Like Facebook, Twitter calls these “Lookalike Audiences.” This is a very efficient way to increase the reach of a known audience profile.
Weaknesses Of Twitter Advertising
Twitter’s main weakness is that it’s not Facebook. Of all the social media platforms, Facebook has the most users who spend the most time there and, as a result, Facebook has a far deeper and richer social graph with which to target its users.
Aside from that, though, there are some other downsides to advertising on Twitter.
If you are running a campaign to gain followers, there’s a good chance a significant percentage of the followers you gain will be spambots.
Unlike Facebook, your real-world identity is not enforced on Twitter. That dynamic has caused Twitter users and Twitter itself endless headaches due to the level of abuse and nastiness that can take place there.

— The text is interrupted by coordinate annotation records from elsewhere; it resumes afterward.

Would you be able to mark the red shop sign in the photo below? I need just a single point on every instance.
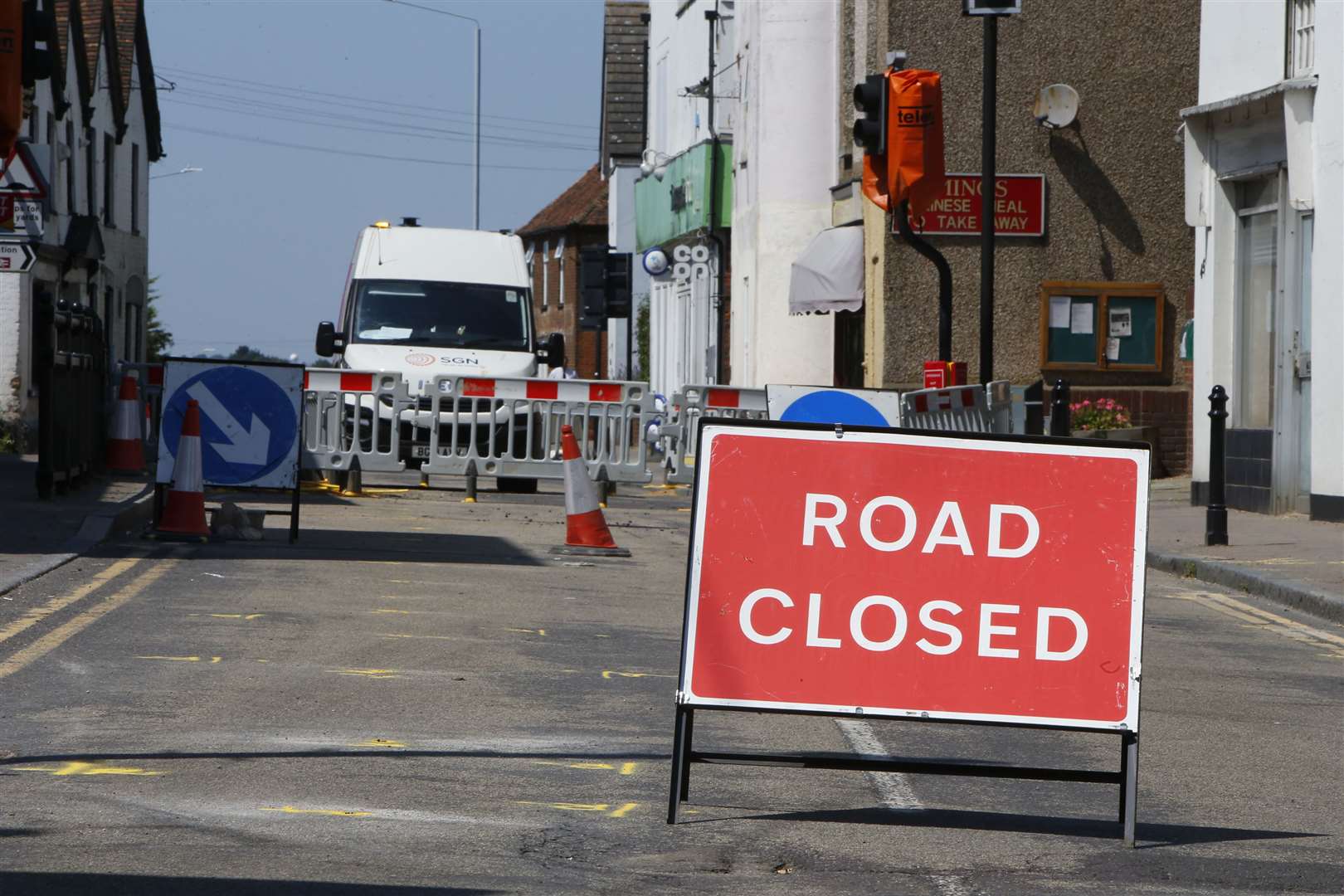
(1019, 207)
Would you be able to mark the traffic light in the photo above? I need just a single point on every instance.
(39, 27)
(593, 285)
(604, 285)
(869, 132)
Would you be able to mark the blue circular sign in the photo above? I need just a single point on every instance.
(834, 407)
(247, 423)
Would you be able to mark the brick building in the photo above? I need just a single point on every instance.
(553, 240)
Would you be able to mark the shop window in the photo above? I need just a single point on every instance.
(1101, 327)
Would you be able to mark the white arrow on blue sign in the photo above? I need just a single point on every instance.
(821, 405)
(249, 421)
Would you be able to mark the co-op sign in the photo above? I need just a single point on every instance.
(917, 575)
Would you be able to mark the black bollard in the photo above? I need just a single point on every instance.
(1215, 518)
(1059, 410)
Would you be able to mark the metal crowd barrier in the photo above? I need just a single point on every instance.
(474, 426)
(342, 416)
(689, 407)
(511, 426)
(149, 384)
(960, 409)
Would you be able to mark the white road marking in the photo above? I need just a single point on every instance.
(893, 789)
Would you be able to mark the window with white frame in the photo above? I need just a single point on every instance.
(1301, 38)
(546, 275)
(559, 261)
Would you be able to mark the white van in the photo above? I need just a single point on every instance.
(425, 301)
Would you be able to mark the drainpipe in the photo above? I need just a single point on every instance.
(711, 17)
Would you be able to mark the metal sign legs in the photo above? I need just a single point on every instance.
(683, 755)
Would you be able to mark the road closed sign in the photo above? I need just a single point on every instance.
(902, 575)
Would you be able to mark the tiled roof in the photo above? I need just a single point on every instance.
(125, 17)
(583, 204)
(622, 80)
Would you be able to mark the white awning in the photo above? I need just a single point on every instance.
(828, 275)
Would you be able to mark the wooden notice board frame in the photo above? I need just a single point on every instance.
(1140, 353)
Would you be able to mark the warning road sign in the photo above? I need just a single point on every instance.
(929, 577)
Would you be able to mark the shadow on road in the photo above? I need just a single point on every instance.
(329, 754)
(370, 546)
(1153, 835)
(63, 884)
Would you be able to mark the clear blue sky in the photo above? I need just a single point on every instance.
(254, 249)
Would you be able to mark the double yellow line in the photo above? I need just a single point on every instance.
(81, 621)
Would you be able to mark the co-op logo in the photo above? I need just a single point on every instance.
(689, 264)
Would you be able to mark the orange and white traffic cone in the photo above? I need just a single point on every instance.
(125, 450)
(587, 527)
(184, 511)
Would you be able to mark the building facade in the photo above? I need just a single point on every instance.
(552, 241)
(782, 169)
(1114, 241)
(1264, 187)
(93, 130)
(683, 204)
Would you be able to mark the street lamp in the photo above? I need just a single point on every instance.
(188, 169)
(476, 165)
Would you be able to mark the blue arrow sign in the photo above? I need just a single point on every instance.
(249, 423)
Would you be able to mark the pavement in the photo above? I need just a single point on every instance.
(38, 536)
(421, 698)
(1291, 559)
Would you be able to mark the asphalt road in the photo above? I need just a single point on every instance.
(421, 698)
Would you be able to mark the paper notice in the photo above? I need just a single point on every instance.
(1059, 312)
(1079, 319)
(1121, 323)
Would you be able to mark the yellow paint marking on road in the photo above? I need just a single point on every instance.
(38, 614)
(95, 767)
(62, 633)
(1261, 618)
(339, 813)
(368, 674)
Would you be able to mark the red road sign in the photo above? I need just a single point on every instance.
(917, 577)
(1019, 207)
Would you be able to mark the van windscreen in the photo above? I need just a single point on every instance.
(440, 314)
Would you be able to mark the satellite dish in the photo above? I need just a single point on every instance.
(1057, 106)
(655, 261)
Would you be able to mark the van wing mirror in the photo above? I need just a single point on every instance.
(329, 340)
(554, 351)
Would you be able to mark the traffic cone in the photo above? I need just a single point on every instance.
(587, 528)
(125, 450)
(184, 511)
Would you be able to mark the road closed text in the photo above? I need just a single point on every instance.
(906, 574)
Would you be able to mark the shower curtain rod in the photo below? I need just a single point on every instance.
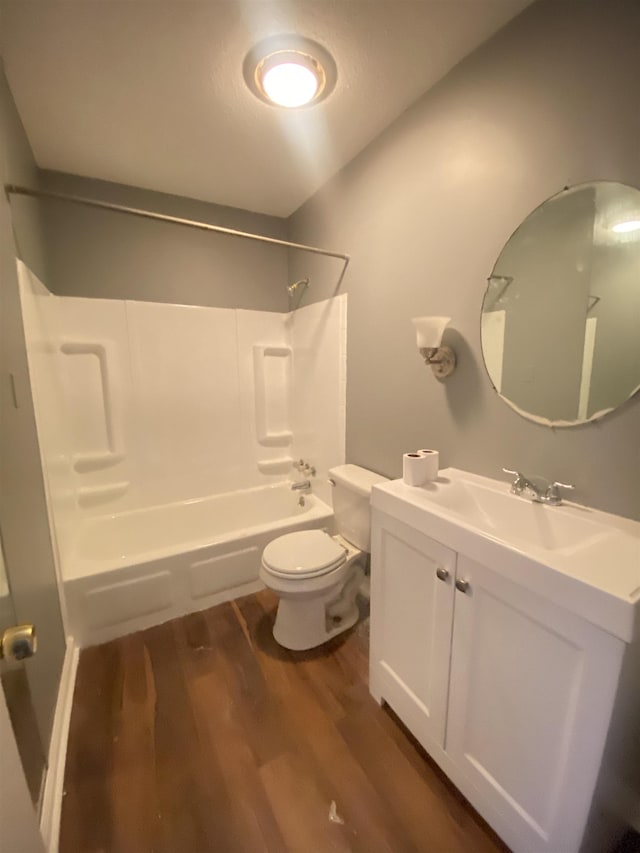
(13, 189)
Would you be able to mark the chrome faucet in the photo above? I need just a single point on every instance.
(545, 494)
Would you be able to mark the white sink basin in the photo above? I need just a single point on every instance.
(584, 559)
(491, 507)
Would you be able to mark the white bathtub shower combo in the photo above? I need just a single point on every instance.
(168, 441)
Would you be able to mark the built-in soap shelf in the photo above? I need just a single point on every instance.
(88, 496)
(281, 465)
(114, 453)
(272, 383)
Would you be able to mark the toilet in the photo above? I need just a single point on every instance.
(317, 576)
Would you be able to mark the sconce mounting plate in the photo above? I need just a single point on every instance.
(441, 360)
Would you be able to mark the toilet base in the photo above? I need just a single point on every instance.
(306, 622)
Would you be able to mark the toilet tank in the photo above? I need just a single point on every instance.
(351, 491)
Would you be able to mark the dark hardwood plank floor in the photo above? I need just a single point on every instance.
(202, 735)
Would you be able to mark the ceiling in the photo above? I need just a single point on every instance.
(151, 93)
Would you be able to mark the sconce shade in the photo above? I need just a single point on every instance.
(429, 331)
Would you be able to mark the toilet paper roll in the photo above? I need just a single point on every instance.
(414, 468)
(432, 464)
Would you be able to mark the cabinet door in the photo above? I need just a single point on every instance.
(531, 693)
(411, 614)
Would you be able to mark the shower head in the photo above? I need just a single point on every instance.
(292, 288)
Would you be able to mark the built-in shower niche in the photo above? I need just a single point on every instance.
(272, 377)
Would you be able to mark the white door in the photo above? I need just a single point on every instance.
(19, 830)
(531, 693)
(412, 608)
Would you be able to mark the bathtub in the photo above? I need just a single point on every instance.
(128, 571)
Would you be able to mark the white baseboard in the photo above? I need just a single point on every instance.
(54, 784)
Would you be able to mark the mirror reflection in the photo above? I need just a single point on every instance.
(561, 314)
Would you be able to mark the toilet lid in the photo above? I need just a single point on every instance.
(303, 554)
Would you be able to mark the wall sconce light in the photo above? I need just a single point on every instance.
(429, 330)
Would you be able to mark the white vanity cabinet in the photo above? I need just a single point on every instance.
(509, 693)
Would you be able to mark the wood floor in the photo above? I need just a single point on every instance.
(203, 735)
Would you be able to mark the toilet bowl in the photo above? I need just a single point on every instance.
(317, 576)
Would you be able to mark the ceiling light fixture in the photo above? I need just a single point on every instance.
(289, 71)
(625, 227)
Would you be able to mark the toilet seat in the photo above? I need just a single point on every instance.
(303, 554)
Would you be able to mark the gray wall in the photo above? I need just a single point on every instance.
(100, 253)
(425, 210)
(23, 510)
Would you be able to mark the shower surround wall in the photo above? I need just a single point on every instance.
(143, 405)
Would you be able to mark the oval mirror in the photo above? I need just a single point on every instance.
(561, 315)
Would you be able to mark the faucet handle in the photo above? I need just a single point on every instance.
(519, 483)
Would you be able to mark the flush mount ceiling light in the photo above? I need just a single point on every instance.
(289, 71)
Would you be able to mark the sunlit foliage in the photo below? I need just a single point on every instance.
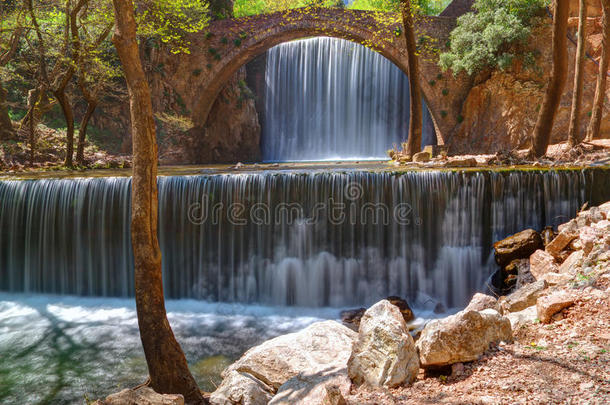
(483, 39)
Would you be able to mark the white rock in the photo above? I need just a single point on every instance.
(384, 354)
(522, 298)
(542, 262)
(326, 388)
(143, 396)
(480, 302)
(241, 388)
(323, 347)
(573, 263)
(461, 337)
(518, 319)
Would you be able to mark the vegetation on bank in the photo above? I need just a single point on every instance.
(252, 7)
(484, 38)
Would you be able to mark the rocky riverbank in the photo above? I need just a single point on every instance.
(547, 341)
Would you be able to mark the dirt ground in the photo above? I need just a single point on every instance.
(565, 362)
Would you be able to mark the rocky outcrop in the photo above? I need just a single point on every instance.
(542, 263)
(518, 246)
(351, 317)
(523, 297)
(461, 337)
(549, 305)
(500, 111)
(141, 396)
(384, 354)
(480, 302)
(315, 356)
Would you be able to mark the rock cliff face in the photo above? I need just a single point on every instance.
(500, 112)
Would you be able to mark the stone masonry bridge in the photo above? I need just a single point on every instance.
(217, 55)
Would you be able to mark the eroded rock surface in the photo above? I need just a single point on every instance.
(461, 337)
(384, 354)
(317, 354)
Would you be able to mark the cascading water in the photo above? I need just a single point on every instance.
(329, 99)
(283, 238)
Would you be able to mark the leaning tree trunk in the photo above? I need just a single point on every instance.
(602, 76)
(82, 133)
(573, 132)
(66, 108)
(6, 125)
(415, 107)
(167, 365)
(559, 75)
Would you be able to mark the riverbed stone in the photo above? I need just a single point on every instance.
(143, 396)
(560, 242)
(549, 305)
(324, 388)
(520, 318)
(542, 262)
(241, 388)
(323, 347)
(523, 297)
(518, 246)
(572, 263)
(421, 157)
(480, 302)
(462, 337)
(384, 354)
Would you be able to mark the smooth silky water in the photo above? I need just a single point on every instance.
(253, 253)
(246, 256)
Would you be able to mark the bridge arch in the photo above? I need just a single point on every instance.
(231, 43)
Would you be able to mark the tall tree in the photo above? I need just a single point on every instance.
(6, 125)
(167, 365)
(573, 135)
(415, 107)
(559, 75)
(602, 76)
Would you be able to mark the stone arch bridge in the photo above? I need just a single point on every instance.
(215, 56)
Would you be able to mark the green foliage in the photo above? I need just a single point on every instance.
(243, 8)
(425, 7)
(171, 20)
(483, 39)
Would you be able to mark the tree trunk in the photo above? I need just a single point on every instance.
(573, 132)
(6, 125)
(167, 365)
(82, 134)
(602, 76)
(559, 75)
(415, 107)
(66, 108)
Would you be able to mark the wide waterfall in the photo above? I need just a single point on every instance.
(284, 238)
(329, 98)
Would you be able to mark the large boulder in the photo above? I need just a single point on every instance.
(542, 262)
(142, 396)
(520, 318)
(461, 337)
(384, 354)
(523, 297)
(549, 305)
(480, 302)
(518, 246)
(351, 317)
(241, 388)
(560, 242)
(320, 351)
(317, 389)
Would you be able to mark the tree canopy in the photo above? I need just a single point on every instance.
(483, 39)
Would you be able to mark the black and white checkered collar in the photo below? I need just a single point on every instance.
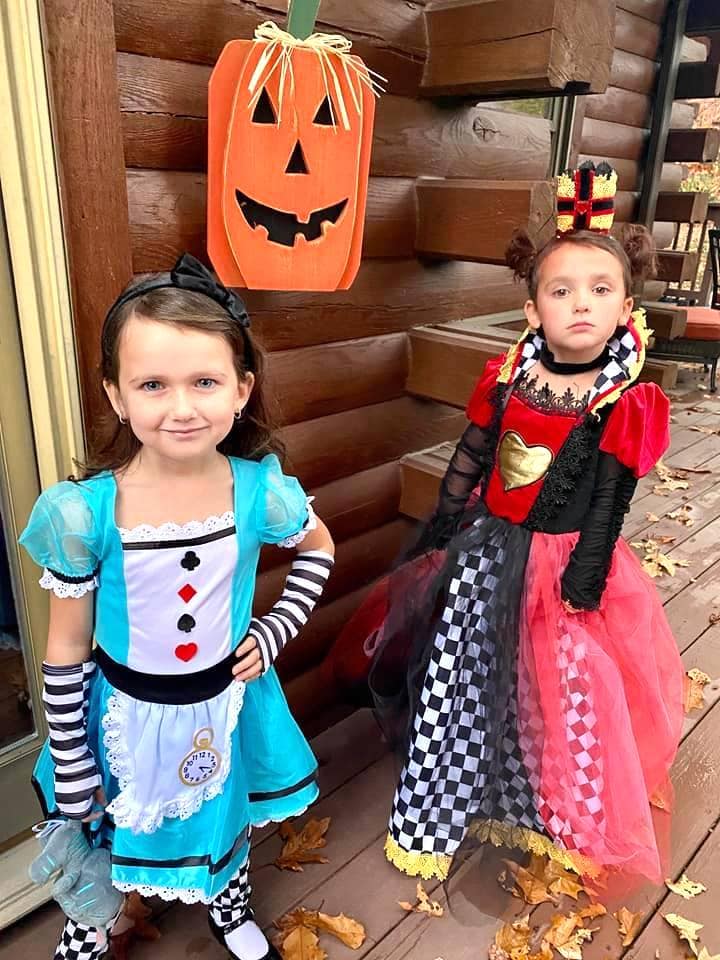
(627, 356)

For plenty of industries and topics, trolls and hate speech are not going to be an issue but if yours is one where trolls prevail, you’ll want to think carefully about how you structure your campaigns and tread with caution.
Twitter shares the fake news problem with Facebook and Google. It is a problem that remains for all three and therefore it is a problem that remains for advertisers as well.
Like the trolls problem, though, there are plenty of industries and topics for which this is not an issue. Just be aware that it might be an issue for you.
Twitter’s Cost Per Click
Lastly, Twitter is more expensive than Facebook. This makes sense, given that the available ad inventory is much smaller. Since there are far fewer users than on Facebook, there are far less ways to slice and dice the targeting options, which means you’re bidding against more potential competitors.
While comparative data is hard to find, the Aggregate blog has laid out comparisons for B2B advertising in the United Kingdom.
Facebook advertising for that audience ranges from $0.20 to $2.00 per click compared to a range of $1.00 to $2.00 per click for Twitter.
That agrees with my experience, as well, but results will certainly vary.